Des hommes, des questions. «Ah, ces individus seraient venus prêter main forte aux hommes de loi craignant des manifestations hostiles à leur encontre ? C’est quand même bizarre que ces hommes de loi, apparemment engagés par le commissaire de police, aient pu se fier à une milice privée plutôt qu’à la police elle-même.»
«Une infraction grave». Pour Padma Utchanah, ce qui est arrivé est symptomatique d’une «dégradation de l’État de droit» : «L’ordre public est sens dessus dessous. Pourquoi Ashik Jagai a-t-il senti le besoin de faire venir toute une bande, composée de policiers, pour une simple interview à la radio ? En soi, c’est suspect. Le fait qu’ensuite il y ait eu des menaces envers le journaliste est une infraction grave : un comportement hors-la-loi. Ce sont des policiers qui ont eu des comportements dignes de la mafia italienne. Le Premier ministre est tenu responsable de la dégradation de l’État de droit !»

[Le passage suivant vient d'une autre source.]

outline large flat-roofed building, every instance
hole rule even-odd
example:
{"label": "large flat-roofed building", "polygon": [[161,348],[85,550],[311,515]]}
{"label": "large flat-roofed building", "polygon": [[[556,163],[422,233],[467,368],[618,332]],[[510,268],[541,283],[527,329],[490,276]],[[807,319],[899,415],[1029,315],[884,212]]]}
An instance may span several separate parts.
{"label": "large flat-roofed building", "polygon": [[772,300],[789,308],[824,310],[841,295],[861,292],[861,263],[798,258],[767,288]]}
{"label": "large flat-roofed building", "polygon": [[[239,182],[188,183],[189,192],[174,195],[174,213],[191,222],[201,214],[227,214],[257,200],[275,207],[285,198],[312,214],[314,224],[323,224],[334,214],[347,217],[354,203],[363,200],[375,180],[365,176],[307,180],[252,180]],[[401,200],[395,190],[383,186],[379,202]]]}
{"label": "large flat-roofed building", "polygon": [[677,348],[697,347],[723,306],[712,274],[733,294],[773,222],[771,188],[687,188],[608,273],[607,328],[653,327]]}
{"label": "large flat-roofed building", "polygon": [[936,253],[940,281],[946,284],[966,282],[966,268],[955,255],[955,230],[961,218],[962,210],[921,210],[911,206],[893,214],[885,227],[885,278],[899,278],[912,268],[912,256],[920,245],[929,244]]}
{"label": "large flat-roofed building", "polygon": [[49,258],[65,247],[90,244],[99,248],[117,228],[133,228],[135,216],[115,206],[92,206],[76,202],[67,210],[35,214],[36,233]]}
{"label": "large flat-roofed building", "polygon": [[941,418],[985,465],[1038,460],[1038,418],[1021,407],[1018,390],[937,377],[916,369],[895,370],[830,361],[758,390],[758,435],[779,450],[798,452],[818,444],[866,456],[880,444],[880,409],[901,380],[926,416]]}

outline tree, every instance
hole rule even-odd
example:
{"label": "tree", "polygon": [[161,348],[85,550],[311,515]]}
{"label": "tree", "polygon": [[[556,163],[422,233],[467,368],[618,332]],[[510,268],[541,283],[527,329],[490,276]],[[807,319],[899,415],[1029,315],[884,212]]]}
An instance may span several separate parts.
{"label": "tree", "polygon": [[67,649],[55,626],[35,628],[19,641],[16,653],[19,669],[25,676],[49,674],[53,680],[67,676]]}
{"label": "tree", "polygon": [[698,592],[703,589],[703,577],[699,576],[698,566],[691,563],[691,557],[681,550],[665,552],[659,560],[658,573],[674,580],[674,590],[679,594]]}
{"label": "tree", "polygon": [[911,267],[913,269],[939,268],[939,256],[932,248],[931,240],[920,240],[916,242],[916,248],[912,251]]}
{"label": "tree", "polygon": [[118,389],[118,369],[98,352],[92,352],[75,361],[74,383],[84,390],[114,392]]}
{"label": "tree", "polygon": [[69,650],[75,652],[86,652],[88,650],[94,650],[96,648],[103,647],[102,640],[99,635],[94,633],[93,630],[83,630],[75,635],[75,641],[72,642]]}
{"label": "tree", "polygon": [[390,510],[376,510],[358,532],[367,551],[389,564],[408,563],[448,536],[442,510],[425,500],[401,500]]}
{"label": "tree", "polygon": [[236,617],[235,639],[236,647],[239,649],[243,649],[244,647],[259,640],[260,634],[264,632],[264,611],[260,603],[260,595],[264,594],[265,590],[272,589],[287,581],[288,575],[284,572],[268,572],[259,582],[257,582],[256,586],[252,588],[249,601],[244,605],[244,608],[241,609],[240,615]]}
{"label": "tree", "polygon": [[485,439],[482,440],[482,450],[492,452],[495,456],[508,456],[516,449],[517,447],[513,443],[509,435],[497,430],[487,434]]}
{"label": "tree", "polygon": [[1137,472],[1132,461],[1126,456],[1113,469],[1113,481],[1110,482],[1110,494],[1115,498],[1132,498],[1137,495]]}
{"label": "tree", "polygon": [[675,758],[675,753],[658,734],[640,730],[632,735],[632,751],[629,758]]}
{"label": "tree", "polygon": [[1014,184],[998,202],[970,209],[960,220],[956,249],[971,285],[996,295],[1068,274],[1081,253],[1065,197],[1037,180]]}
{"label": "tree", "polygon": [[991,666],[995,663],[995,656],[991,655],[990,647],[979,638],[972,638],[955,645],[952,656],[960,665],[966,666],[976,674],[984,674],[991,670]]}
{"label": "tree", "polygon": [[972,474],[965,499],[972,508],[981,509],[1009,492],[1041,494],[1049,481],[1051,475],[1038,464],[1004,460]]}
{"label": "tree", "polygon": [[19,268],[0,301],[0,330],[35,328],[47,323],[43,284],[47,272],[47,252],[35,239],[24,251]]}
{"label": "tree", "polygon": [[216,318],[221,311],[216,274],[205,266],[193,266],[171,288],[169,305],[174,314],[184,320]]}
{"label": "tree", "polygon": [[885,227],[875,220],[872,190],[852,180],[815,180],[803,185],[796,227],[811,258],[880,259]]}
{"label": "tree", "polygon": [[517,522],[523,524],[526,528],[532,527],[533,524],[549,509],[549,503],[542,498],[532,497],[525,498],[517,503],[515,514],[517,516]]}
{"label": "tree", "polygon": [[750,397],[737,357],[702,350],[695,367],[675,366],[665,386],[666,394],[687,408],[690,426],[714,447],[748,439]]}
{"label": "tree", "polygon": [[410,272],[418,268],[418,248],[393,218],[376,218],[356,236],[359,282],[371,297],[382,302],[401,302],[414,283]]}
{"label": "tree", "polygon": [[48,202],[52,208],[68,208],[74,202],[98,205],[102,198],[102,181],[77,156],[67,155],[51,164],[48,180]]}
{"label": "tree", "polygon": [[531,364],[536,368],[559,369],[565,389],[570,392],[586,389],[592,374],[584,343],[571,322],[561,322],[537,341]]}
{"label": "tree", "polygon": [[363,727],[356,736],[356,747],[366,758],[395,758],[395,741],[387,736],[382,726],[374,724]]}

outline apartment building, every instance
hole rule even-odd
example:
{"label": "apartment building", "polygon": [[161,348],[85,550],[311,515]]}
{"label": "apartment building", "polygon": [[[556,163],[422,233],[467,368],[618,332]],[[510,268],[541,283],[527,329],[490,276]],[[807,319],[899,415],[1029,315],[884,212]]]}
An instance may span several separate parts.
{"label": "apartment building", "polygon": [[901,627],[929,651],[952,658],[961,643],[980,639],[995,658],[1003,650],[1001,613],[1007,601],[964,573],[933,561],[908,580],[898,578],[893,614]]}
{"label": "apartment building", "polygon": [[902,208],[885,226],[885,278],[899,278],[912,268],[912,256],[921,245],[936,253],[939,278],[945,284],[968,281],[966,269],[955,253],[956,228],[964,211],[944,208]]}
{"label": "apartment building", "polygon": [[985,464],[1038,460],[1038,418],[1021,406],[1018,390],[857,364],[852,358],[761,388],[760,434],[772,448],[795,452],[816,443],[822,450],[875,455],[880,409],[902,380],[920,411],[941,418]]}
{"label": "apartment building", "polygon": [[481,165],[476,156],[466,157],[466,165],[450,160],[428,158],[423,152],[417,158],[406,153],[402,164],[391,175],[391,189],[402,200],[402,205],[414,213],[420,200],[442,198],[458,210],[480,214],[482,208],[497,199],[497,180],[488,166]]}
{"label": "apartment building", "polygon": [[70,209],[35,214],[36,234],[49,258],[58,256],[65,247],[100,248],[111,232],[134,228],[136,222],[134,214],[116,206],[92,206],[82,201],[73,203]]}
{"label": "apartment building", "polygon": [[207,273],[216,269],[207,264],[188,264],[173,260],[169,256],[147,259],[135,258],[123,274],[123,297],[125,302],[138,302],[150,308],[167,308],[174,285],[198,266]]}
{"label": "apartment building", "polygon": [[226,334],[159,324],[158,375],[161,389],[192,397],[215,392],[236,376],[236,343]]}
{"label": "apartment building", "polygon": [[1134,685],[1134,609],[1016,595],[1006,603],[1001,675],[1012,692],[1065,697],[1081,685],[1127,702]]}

«Le règne de l’incompétence et de l’impunité». Propos de Joël Toussaint qui estime que ces images projettent un «message grave en ce qui concerne l’ordre public» : «Nous avons là l’illustration même de ce que les gens perçoivent comme le règne de l’incompétence et de l’impunité. Je veux bien demander à un juriste de m’instruire au sujet de l’article 188 du Criminal Code Act qui stipule que "toute association de malfaiteurs envers les personnes ou les propriétés est un crime contre la paix publique"». Il va plus loin, évoquant l’article 190 du Code Pénal : «Il prévoit aussi de sanctionner les ringleaders de ces associations de malfaiteurs, non pas en les mettant à l’amende, mais en les destinant directement à la servitude pénale. C’est dire à quel point ces considérations sont sérieuses et lourdes de conséquences.»
«Ne pas laisser faire». Padma Utchanah est d’avis qu’il ne faut pas regarder ailleurs. Qu’il est essentiel d’agir pour faire réagir : «Laisser faire, c’est accepter l’idée qu’il y a un État dans l’État ! Il est impératif que le journaliste Murvind Beetun alerte Reporters sans frontières. Il y va de sa sécurité. Les médias doivent être solidaires afin de dénoncer les violations de la liberté d’information.»

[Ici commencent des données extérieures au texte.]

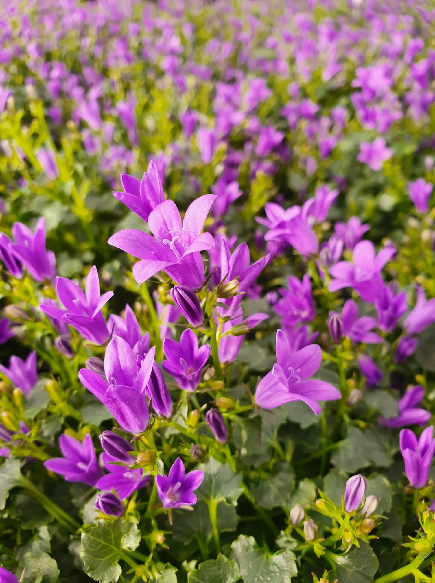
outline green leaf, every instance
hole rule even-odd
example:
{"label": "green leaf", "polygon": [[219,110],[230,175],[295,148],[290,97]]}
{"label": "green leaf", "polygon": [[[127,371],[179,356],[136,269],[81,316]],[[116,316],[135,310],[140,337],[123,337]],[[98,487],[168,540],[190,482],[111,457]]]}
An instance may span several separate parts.
{"label": "green leaf", "polygon": [[363,432],[351,426],[346,438],[332,453],[331,462],[338,469],[349,472],[370,465],[387,468],[398,449],[397,440],[385,427],[370,427]]}
{"label": "green leaf", "polygon": [[23,570],[22,583],[55,583],[61,574],[55,560],[40,550],[26,553],[18,564],[18,571]]}
{"label": "green leaf", "polygon": [[6,459],[0,466],[0,510],[6,505],[9,490],[17,486],[21,475],[21,462],[19,459]]}
{"label": "green leaf", "polygon": [[45,390],[47,380],[43,378],[38,381],[31,389],[24,409],[24,416],[26,419],[34,419],[50,403],[50,396]]}
{"label": "green leaf", "polygon": [[189,573],[188,583],[236,583],[240,578],[240,571],[234,559],[223,554],[218,559],[202,563],[198,571]]}
{"label": "green leaf", "polygon": [[134,550],[140,542],[137,526],[122,520],[100,522],[83,531],[81,556],[86,573],[100,583],[114,583],[122,573],[118,563],[124,552]]}
{"label": "green leaf", "polygon": [[231,558],[247,583],[289,583],[297,574],[294,554],[289,549],[274,554],[259,549],[253,536],[241,535],[231,545]]}
{"label": "green leaf", "polygon": [[197,468],[204,472],[204,479],[197,490],[198,500],[222,500],[235,504],[243,491],[239,486],[241,473],[233,473],[229,463],[219,463],[213,458],[209,458],[205,463]]}
{"label": "green leaf", "polygon": [[340,583],[372,583],[379,567],[377,557],[367,543],[361,542],[347,554],[335,559],[336,577]]}
{"label": "green leaf", "polygon": [[374,389],[367,393],[364,400],[369,407],[379,411],[387,419],[397,417],[399,412],[397,401],[387,391]]}
{"label": "green leaf", "polygon": [[[218,529],[220,532],[236,530],[238,517],[232,504],[227,504],[224,500],[219,501],[216,515]],[[206,540],[209,539],[212,535],[212,525],[206,502],[198,500],[194,510],[190,512],[182,511],[174,512],[172,533],[176,540],[184,545],[188,544],[198,535]]]}
{"label": "green leaf", "polygon": [[251,486],[255,501],[264,508],[288,505],[293,490],[294,474],[288,464],[277,463],[273,473],[266,474],[257,486]]}

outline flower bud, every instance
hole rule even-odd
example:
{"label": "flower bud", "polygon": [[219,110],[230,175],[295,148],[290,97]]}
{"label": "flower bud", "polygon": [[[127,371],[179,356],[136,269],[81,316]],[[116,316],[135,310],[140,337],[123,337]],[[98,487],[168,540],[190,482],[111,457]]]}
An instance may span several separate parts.
{"label": "flower bud", "polygon": [[229,397],[218,397],[215,402],[217,407],[222,407],[222,409],[232,409],[236,405],[234,401]]}
{"label": "flower bud", "polygon": [[364,506],[363,506],[363,509],[360,514],[365,514],[366,518],[368,518],[369,516],[371,516],[378,507],[378,504],[379,499],[378,497],[375,496],[374,494],[371,494],[370,496],[367,496],[366,498],[366,501],[364,503]]}
{"label": "flower bud", "polygon": [[346,512],[356,510],[364,498],[367,489],[367,479],[357,474],[352,476],[346,483],[344,507]]}
{"label": "flower bud", "polygon": [[358,526],[356,533],[357,535],[368,535],[376,526],[376,523],[371,518],[364,518]]}
{"label": "flower bud", "polygon": [[345,325],[339,314],[333,314],[328,320],[328,329],[334,344],[338,344],[345,335]]}
{"label": "flower bud", "polygon": [[124,505],[118,496],[111,492],[104,492],[97,496],[95,507],[100,512],[108,516],[122,516],[124,514]]}
{"label": "flower bud", "polygon": [[93,373],[96,373],[97,374],[103,377],[103,378],[106,378],[104,363],[101,359],[99,359],[97,356],[90,356],[85,363],[85,366],[89,370],[92,370]]}
{"label": "flower bud", "polygon": [[194,427],[199,420],[201,413],[196,409],[190,412],[187,416],[187,426],[189,427]]}
{"label": "flower bud", "polygon": [[75,354],[69,342],[69,338],[67,336],[57,336],[53,343],[58,350],[59,350],[65,356],[68,356],[68,358],[72,359]]}
{"label": "flower bud", "polygon": [[100,442],[106,454],[116,458],[118,461],[133,463],[133,458],[129,455],[128,452],[133,451],[134,448],[122,436],[113,431],[105,431],[100,436]]}
{"label": "flower bud", "polygon": [[186,286],[175,286],[170,292],[175,305],[180,308],[189,324],[195,328],[204,322],[202,310],[198,296]]}
{"label": "flower bud", "polygon": [[228,431],[222,413],[217,409],[211,409],[205,414],[205,420],[216,438],[221,443],[225,443],[228,440]]}
{"label": "flower bud", "polygon": [[349,394],[346,404],[348,407],[353,407],[354,405],[356,405],[362,396],[363,392],[360,389],[352,389]]}
{"label": "flower bud", "polygon": [[224,300],[229,300],[236,295],[238,290],[240,284],[237,279],[231,279],[229,282],[225,282],[224,283],[220,283],[218,286],[218,297],[222,297]]}
{"label": "flower bud", "polygon": [[30,317],[24,308],[20,305],[16,305],[14,304],[10,304],[6,305],[3,310],[5,315],[13,320],[26,320],[30,319]]}
{"label": "flower bud", "polygon": [[290,524],[296,526],[297,524],[299,524],[300,522],[302,522],[304,516],[305,512],[304,511],[304,509],[300,504],[296,504],[296,506],[293,506],[290,511],[289,520],[290,521]]}
{"label": "flower bud", "polygon": [[317,536],[318,526],[313,518],[304,521],[304,536],[306,540],[314,540]]}
{"label": "flower bud", "polygon": [[192,443],[192,447],[189,449],[189,453],[194,459],[195,459],[197,462],[199,462],[201,459],[203,459],[205,455],[204,448],[200,443],[198,444]]}
{"label": "flower bud", "polygon": [[148,466],[153,463],[156,459],[156,452],[152,449],[150,451],[141,451],[138,454],[136,463],[140,463],[141,466]]}

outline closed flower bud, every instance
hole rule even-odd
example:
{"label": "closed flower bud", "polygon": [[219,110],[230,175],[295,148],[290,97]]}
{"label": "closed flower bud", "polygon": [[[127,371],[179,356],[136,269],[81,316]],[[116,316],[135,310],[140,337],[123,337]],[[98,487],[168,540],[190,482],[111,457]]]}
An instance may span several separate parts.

L’indignation face au silence et au manque d’actions. Pour Joël Toussaint, le silence du CP est problématique : «Cela m’indispose que la police en général, et le commissaire en particulier, ne soient pas intervenus pour interpeller les malfaiteurs qui se sont introduits chez Top FM et que ceux-ci, et de même que leur ringleader, soient toujours dans la nature, alors qu’en cas de culpabilité, la loi prévoit qu’ils soient mis à l’ombre.» Autre silence qu’il faut souligner, estime-t-il : celui de la présidente du Bar Council. Mais aussi celui du barreau mauricien at large : «J’aimerais bien connaître leur position sur ces attributions de leurs membres comme courtier ou courtisan auprès du bureau du CP. (...).»
Les obligations de l’employeur. Pour Joël Toussaint, il faut absolument prendre en considération la sécurité du journaliste. «Je dois admettre qu’il est malheureux que les journalistes ne soient toujours pas regroupés au sein d’une corporation professionnelle à Maurice.» Car, explique-t-il, «au-delà de ces considérations criminelles, il y a la question de la sécurité sur les lieux du travail, qui fait l’objet d’une législation particulière (...)». Une sécurité qui aurait dû être assurée : «Je suis tenu de considérer les obligations de Krish Kaunhye en tant que directeur de Top FM, et donc employeur de Murvind Beetun, à la lumière de l’article 12 (2) (b) de l’OSHA, de "enable the employee to stop work and immediately proceed to a place of safety in the event to his being exposed to serious and imminent danger".»